この間社長(息子)からこれ読んでみたらと言ってある本を手渡された。タイトルが「Webを支える技術」(技術評論社)である。こんな技術本を読めるほどぼくにはベースがないのでなぜかと思ったら、社長がj自分のブログでこの本の書評を書いたら、著者の山本陽平さんからTwitterで「mark-wadaにもよろしく」と言われたらしい。
実は、山本陽平さんとは1年ほど前にビジネスプロセスパターン研究会というの主宰したとき、メンバーに入ってもらったという経緯がある。社長のPerl友だちの職場の同僚という関係で誘ったのである。
会社が引けてからの2時間くらいの短い時間だったのだが、5ヶ月間で数回の議論をしたが、いろいろな角度から話がはずみすごく楽しかった。あれから会っていないのでしばらくぶりの絡みだ。
でぼくには難しすぎやしないかと思って、本を読むのをちょっと躊躇したが、せっかくだから読んでみることにした。ところが、これがおもしろいのである。もちろん全部はとてもとても理解できるわけがないのだが、基本的なことがすごくやさしく書いてある。ぼくのような素人に毛の生えたような者でも基礎的な理解ができるのだ。
この素人でもわかるような書き方は非常にむずかしい。少なくとも広くて深い知識がなければできない。往々にして、浅学の徒はやたら難しく書く傾向がある。自分はこんなことまで知っているぞという具合だ。陽平君(いつもの呼び方で)はそういう意味では大変深い知識と洞察力を持っているからこそこんな本が書けたのだろう。
さて本のことである。何といっても最初の“シンプルさは究極の洗練である。 ―― Leonard da Vinch”というレオナルド・ダビンチの言葉を引用したことに感動するのである。Webの特徴を一言で言い表すとこのシンプルさに行き着くというのだ。
ぼくは日ごろからシンプルであることの重要さを唱えていたからまったくもって共感してしまう。単純でわかりやすいからこそ広まるのである。皆さん、このことは心に刻んでおくべきだと強く思う。

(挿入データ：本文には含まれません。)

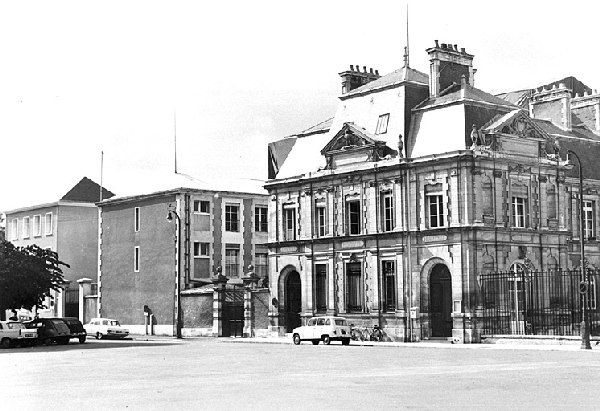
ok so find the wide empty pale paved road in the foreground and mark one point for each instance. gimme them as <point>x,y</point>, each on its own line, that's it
<point>217,374</point>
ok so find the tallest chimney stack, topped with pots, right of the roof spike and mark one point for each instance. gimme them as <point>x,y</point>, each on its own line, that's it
<point>447,65</point>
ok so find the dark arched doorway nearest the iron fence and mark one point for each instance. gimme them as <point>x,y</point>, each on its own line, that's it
<point>440,301</point>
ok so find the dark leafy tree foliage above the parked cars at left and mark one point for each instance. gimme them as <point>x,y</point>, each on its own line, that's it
<point>27,275</point>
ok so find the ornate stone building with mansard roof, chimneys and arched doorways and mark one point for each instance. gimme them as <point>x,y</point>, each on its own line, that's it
<point>389,212</point>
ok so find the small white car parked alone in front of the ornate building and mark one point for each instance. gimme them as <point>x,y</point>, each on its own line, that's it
<point>324,329</point>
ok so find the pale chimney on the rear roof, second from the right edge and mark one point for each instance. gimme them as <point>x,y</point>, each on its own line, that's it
<point>552,104</point>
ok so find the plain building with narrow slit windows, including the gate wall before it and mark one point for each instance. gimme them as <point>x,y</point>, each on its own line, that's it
<point>165,255</point>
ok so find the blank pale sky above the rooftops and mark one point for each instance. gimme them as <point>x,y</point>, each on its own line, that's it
<point>123,78</point>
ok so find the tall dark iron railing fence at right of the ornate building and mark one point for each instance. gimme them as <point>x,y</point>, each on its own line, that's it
<point>538,302</point>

いまやWebなしではシステムが成り立たなくなるくらい浸透しているが、そのWebを支える基本となる技術は、HTTP、URI、そしてHTMLであるとしている。これだけでもシンプルでしょ。そして、それらの技術に支えられたWebは、ハイパーメディアシステムと分散システムという2つの側面があると解説してくれる。

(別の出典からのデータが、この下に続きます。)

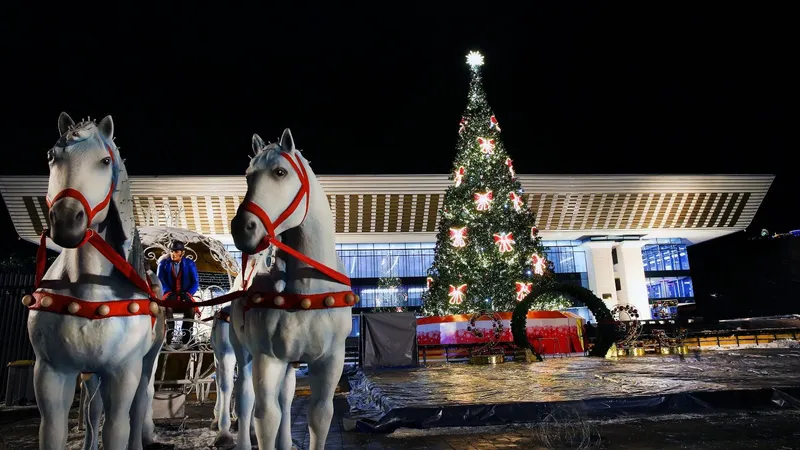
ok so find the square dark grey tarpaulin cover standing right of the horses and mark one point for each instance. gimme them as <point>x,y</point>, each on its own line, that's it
<point>389,340</point>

うんうんなるほど。その後もこれらの技術の一つひとつに対して、その歴史的な背景とか理論などを交えて丁寧にわかりやすく書いてくれている。だから、各章の最初に基本的な説明がすごくいいのだ。もうこれだけでぼくにとっては非常に重要な知見を得たことになる。
小難しい技術本はけっこうあるが、こうしてある意味教科書的に平易に教えてくれる本は貴重だと思う。多分、脇に置いて時々確認するような本になるのではないだろうか。陽平君、GJ!